US Department of Justice drops probe into Fed chair Jerome Powell
The news: The US Department of Justice has dropped its criminal investigation into chair of the Federal Reserve, Jerome Powell, over the Fed’s building renovation costs, paving the way for the confirmation of Kevin Warsh, US President Donald Trump’s appointee as next leader of the Fed.
The context: In a social media post shared on Friday, US attorney Jeanine Pirro said that the Federal Inspector General has been asked to examine the costings, with a report on the findings expected soon.
“I have directed my office to close our investigation as the IG undertakes this inquiry,” Pirro wrote. “Note well, however, that I will not hesitate to restart a criminal investigation should the facts warrant doing so.”

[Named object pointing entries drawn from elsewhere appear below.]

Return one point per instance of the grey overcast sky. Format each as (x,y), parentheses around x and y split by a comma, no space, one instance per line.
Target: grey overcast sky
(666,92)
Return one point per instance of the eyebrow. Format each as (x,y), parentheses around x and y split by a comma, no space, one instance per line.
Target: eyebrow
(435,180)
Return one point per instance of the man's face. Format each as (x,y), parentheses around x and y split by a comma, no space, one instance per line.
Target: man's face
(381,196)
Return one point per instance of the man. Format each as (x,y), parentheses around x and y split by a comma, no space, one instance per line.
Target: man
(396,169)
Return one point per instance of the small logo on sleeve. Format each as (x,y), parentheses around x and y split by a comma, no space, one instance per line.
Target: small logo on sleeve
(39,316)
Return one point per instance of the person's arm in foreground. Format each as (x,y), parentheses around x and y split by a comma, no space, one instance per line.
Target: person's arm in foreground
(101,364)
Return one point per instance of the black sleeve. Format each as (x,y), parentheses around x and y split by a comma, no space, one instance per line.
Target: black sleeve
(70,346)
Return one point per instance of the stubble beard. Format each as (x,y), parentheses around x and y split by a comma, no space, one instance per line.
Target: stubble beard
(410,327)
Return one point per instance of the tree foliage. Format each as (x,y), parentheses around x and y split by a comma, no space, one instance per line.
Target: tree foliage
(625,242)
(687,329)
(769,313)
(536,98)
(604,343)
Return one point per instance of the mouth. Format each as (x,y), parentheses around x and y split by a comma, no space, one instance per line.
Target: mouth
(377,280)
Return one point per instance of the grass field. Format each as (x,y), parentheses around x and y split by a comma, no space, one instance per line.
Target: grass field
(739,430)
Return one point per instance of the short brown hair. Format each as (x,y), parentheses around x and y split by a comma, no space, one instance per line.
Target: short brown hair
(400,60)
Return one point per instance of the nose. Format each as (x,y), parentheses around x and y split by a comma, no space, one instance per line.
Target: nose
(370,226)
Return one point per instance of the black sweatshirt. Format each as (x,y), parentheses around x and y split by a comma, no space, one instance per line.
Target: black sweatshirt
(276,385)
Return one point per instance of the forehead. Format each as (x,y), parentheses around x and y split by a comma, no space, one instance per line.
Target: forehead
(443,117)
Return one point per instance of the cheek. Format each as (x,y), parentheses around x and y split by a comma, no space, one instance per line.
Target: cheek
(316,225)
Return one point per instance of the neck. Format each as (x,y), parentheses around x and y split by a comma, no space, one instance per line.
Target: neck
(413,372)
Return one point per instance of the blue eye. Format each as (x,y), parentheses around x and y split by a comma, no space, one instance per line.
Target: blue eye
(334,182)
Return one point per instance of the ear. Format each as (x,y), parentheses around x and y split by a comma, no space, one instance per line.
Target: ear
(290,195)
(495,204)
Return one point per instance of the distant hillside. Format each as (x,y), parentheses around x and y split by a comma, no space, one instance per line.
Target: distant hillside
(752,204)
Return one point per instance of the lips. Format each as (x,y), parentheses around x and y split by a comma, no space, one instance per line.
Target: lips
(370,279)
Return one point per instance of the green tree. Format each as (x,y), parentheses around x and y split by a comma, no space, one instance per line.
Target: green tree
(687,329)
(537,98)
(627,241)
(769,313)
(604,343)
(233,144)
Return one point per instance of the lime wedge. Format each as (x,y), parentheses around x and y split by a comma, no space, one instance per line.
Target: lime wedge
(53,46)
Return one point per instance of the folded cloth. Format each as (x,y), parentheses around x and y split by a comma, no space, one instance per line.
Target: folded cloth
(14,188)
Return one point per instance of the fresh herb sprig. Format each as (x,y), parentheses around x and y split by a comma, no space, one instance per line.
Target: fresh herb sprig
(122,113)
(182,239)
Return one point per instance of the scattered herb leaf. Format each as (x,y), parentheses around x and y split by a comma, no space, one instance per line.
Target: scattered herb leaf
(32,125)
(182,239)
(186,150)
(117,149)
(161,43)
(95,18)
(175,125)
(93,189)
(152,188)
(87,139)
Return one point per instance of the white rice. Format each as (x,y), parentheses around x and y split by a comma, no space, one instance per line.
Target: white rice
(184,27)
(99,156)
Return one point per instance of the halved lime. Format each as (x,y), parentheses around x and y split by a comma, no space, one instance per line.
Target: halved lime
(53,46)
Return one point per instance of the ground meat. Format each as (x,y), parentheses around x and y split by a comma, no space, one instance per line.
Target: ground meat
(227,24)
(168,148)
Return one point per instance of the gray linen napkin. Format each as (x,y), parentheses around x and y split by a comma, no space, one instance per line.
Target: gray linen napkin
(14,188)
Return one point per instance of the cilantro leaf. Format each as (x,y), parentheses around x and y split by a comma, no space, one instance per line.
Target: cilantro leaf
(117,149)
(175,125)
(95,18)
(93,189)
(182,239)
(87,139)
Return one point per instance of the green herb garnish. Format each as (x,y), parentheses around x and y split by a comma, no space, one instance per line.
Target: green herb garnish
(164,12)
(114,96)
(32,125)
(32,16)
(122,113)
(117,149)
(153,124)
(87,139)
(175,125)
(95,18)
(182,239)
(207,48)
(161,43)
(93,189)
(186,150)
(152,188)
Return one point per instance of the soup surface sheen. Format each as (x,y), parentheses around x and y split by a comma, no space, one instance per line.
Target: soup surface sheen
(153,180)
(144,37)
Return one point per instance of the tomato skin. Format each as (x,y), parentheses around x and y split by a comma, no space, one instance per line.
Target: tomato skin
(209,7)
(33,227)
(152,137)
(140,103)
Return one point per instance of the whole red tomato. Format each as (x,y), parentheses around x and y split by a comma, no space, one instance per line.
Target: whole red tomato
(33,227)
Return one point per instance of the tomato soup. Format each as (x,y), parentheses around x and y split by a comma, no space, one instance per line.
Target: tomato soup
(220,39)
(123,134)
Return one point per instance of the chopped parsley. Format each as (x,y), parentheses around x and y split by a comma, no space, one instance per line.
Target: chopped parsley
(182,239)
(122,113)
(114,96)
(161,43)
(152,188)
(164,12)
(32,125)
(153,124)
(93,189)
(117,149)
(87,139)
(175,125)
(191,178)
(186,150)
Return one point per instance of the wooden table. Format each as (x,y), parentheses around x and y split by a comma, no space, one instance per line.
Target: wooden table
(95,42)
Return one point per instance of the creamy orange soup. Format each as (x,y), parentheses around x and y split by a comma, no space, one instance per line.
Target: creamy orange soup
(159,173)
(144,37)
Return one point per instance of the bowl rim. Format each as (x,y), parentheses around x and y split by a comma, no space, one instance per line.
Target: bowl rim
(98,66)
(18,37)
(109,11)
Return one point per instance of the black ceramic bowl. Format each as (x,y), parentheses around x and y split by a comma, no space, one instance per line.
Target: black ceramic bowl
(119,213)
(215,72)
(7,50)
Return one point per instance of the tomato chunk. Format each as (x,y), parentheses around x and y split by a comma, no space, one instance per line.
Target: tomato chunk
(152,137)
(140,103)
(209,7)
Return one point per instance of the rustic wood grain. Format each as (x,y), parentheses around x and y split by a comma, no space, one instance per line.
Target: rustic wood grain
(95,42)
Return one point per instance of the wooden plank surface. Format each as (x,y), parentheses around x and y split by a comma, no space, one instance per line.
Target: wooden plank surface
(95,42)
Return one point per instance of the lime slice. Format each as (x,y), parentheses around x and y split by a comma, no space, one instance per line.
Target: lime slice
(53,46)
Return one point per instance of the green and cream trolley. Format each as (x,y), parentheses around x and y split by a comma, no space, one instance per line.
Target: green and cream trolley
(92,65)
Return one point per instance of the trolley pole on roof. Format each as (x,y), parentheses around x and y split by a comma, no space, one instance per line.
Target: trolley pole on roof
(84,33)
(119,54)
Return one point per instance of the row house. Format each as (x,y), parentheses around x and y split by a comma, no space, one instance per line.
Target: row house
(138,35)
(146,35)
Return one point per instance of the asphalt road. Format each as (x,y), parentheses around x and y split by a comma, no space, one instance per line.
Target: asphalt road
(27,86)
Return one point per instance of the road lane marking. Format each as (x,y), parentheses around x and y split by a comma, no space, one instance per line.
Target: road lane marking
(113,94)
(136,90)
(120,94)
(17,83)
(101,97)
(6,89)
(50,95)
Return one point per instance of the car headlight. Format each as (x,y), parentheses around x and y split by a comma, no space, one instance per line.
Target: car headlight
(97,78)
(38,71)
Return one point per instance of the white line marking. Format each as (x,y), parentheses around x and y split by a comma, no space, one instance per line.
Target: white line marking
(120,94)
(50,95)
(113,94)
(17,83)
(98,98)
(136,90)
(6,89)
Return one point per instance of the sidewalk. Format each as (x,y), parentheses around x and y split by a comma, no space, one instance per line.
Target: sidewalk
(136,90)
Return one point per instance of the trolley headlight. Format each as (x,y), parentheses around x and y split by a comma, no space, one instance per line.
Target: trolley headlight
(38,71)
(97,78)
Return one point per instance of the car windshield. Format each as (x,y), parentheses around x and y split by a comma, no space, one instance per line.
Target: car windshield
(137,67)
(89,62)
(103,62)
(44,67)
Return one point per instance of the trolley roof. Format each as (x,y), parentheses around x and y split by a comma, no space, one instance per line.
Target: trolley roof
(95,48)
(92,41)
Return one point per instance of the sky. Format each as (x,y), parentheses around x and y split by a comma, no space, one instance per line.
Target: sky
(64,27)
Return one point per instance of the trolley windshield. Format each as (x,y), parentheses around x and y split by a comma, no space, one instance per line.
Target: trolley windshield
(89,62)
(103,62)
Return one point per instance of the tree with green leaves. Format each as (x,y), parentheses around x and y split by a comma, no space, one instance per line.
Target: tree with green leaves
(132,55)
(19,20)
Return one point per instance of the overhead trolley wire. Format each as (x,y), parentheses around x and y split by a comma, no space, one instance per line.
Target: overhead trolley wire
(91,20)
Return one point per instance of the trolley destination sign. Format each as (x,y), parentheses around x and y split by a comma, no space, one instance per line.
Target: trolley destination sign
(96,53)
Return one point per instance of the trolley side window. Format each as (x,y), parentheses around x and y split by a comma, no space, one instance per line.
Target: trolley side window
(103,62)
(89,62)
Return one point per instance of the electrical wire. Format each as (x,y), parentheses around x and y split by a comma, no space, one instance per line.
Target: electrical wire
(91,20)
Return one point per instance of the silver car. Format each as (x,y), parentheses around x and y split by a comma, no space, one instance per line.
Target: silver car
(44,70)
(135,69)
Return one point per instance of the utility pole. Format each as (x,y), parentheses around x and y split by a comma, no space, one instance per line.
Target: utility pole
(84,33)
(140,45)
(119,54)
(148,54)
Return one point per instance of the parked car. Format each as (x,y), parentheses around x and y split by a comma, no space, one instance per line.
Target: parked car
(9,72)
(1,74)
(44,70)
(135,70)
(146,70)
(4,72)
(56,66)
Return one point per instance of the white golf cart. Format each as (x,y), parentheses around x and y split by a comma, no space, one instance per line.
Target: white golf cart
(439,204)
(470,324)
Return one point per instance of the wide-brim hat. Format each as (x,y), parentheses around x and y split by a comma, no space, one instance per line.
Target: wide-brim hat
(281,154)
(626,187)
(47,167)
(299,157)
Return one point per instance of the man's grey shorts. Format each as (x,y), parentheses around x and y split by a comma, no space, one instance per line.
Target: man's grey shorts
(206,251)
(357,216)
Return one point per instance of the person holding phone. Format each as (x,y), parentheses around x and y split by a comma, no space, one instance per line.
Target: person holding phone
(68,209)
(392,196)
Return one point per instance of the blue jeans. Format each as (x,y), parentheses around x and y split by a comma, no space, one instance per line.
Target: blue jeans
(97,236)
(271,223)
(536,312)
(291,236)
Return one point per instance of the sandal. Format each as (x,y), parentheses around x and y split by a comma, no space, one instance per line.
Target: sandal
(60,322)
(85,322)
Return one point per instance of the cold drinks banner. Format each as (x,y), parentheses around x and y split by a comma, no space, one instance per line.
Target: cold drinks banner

Pirro had initiated a legal battle to serve subpoenas to the Fed as part of the investigation which was examining whether Powell gave false testimony to Congress last summer about the central bank’s building-renovation project. In March US district judge James Boasberg ruled that the subpoenas were improper and that the government had produced “essentially zero evidence” that Powell had committed a crime.
The move could remove remaining obstacles facing Warsh’s confirmation through a majority in the Senate, as some Republican senators including Thom Tillis, had vowed to block Warsh’s nomination until the criminal probe into Powell was dropped. Powell’s term as Fed chair is due to end on 15 May.
The White House said in a statement to Bloomberg that “American taxpayers deserve answers about the Federal Reserve’s fiscal mismanagement, and the Office of the Inspector General’s more powerful authorities best position it to get to the bottom of the matter.”